The macro does not gel with the micro

By Moderator July 6, 2019 12:47


Pulapre Balakrishnan, Professor, Ashoka University and Senior Fellow, IIM Kozhikode expressed his views on Budget

Important analysis

  • The maiden Budget presented by Finance Minister Nirmala Sitharaman was much looked forward to partly because she is the first woman to hold this post full time, an achievement for our democracy.
  • Five key points in the Budget are to be highlighted
    • Bank capitalization;
    • Rural electrification to be completed by 2022;
    • A final push for water and sanitation, making India open defecation free by October 2 this year;
    • Encouraging solar power usage; and
    • Tax-related changes.
  1. On Bank capitalization:
  • The infusion of ₹70,000 crore into public sector banks would be a significant contribution to easing the liquidity situation caused by non-performing assets. It is mentioned that this will be accompanied by governance reforms
  • The package for the financial sector also includes a time-bound public guarantee to commercial banks that acquire assets of the presently troubled Non-Banking Financial Companies (NBFCs).
  • This should bring some stability to the NBFC sector, instability in which would ruin the lives of hundreds of investors and choke lines of credit outside the banking sector.
  1. Tax-related changes
  • The proposals on taxation include changes in both tax liability and administration.
  • The exemption limit on the income tax has been raised but the surcharge has now been increased on those in the highest two tax brackets. There is a balancing act here.
  • Similarly, the upper limit for eligibility for the lowest slab of the corporate tax has been raised from ₹250 crore to ₹400 crore.
    • This in line with the demands of India’s corporate sector but it may not be what is best for the economy at a time when the government needs as much revenue as it can garner to quicken it.

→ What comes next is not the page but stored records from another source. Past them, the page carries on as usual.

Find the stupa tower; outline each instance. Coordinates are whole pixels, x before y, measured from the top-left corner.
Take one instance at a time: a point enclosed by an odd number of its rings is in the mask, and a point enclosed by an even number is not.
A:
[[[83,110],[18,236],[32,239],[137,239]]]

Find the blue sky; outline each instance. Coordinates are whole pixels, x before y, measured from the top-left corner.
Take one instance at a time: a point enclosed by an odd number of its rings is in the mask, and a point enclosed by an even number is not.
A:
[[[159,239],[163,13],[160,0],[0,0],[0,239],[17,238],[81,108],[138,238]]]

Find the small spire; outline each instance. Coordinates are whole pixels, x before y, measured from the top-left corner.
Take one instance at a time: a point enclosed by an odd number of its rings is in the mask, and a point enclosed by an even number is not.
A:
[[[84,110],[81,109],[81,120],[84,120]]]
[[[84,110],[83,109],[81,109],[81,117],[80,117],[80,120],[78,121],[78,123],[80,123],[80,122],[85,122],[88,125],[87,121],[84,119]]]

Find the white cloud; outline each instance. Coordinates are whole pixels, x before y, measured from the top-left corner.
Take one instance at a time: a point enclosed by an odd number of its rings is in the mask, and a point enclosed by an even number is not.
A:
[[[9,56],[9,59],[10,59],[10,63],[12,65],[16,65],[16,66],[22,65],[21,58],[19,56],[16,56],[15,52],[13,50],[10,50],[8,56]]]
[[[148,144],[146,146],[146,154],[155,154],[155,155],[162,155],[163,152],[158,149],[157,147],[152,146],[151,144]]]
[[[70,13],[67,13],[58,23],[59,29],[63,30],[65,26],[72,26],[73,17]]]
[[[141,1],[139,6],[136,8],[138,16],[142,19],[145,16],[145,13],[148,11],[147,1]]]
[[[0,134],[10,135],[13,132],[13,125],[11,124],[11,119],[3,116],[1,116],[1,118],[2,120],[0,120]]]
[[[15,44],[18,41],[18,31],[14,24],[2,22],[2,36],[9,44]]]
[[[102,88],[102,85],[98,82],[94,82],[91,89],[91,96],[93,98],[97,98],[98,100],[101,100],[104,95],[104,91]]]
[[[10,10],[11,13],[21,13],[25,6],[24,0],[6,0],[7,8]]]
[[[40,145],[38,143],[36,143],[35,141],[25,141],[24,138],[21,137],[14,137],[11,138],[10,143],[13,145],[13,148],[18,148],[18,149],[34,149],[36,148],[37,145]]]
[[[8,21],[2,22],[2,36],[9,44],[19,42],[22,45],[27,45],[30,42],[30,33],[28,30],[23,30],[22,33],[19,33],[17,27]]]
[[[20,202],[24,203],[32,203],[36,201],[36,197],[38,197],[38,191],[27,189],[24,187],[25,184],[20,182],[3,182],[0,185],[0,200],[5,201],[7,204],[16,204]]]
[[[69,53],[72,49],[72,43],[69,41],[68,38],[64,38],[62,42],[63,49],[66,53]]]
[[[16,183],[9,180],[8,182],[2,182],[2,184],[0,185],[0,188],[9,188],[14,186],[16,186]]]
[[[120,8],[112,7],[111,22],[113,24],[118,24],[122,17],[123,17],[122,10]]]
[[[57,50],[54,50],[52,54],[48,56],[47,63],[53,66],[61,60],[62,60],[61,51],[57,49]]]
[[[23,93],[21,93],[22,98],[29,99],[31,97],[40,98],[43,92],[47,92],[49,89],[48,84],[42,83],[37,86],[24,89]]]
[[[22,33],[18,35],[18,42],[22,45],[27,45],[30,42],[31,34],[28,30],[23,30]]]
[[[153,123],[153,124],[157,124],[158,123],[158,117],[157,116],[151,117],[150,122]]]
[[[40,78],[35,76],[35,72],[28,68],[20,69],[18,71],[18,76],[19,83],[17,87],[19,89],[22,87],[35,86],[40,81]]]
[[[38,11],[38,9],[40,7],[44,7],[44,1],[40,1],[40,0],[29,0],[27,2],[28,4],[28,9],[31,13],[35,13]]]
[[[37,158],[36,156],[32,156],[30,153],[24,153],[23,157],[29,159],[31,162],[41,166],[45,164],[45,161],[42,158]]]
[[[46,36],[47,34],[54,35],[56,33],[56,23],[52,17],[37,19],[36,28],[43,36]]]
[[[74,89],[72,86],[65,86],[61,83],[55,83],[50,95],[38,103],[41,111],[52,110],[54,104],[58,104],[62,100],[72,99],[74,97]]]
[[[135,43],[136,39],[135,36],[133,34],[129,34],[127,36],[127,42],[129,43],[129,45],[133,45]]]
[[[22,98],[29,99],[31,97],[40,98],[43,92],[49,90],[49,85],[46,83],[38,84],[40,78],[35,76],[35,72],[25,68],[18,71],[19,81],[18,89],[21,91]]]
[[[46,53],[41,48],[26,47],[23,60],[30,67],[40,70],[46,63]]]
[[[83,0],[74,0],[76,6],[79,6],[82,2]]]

The new era of tax administration

  • The Budget has initiated a new era with respect to the tax administration.
  • Compliance is to be made easier for the taxpayer.
  • There are to be pre-filled tax returns and less human interaction in the event of tax scrutiny.
  • There will be ‘faceless assessment’ through the use of an electronic mode.
    • Face-to-face encounters between inspectors and the assesses will be eliminated, with notices sent from a central Income Tax cell.
  • Some similar simplification is to be done in the sphere of the Goods and Services Tax too. The Minister is right to speak of all this as a “paradigm shift” in the functioning of the tax department.

Where the Budget Fails

  • This Budget’s failing is in not setting out the means by which the government is to take the economy to the aspirational $5 trillion levels.
    • Moving to a $5 trillion economy by 2024 would require growing at a rate faster than the average that has been achieved since 2014.
    • There is no mention in the Budget of public investment, stepping up of which would be essential even to stimulate private investment right now.
    • Capital expenditure has been raised by much less than the actual increase in the past year.
    • It is believed that the very return of this government is sufficient to release the ‘animal spirits’ of private investors.
    • However, this would amount to overlooking history since 2014. In this period, though there has been macroeconomic stability and much attention has been paid to the ease of doing business, private investment has declined.